Phi Beta Cons

Consensus and Resistance to the Education Department’s Accountability Drive

At a recent department forum on higher education, according to Inside Higher Education, an aide to Secretary Margaret Spellings was “almost giddy that many of the participants had acknowledged the need for colleges to use and report common measures of what, and how successfully, their students learn.”  One participant noted “how far higher education seems to have come in seeing the value of publicly reported data” that can be compared among “peer institutions.”
But oops!
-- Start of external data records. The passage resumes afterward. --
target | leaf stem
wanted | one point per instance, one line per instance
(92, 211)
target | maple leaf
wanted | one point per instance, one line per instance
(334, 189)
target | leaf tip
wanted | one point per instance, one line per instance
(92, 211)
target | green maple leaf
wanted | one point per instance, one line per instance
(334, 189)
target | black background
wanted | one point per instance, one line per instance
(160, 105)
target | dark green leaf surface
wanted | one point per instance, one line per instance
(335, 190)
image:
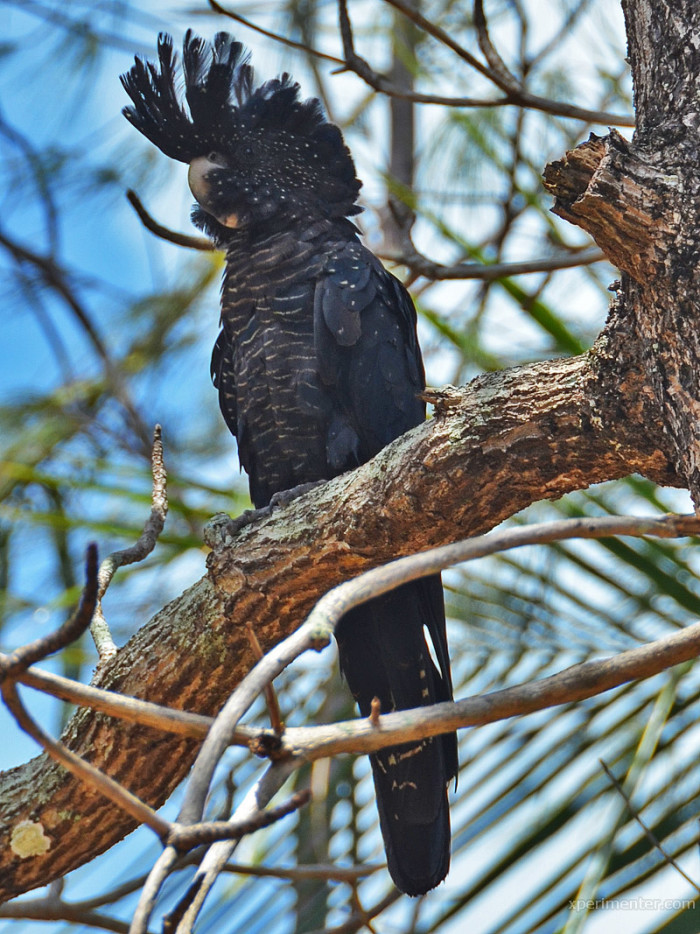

It turns out that almost no “outliers” (representatives of private nonprofit colleges, the sector of higher education most wary of government-mandated requirements that colleges use similar measures) were invited. 
Judith S. Eaton, president of the Council for Higher Education Accreditation, which coordinates accreditation nationally, gave a less rosy account of an emerging consensus on an accountability blueprint. “They may claim that they have agreement about moving to common templates,” she said. “But we fought over that tooth and nail in our group.” 
Doug Lederman of IHE, who reported on the gathering, captures perfectly the actual tug-of-war between the establishment and federal reformers. He writes it was hard to sense “anywhere near a consensus on even which direction the next baby steps should go in.” At the same time, he adds that Spellings seems disinclined to “wait forever to see progress” toward accountability.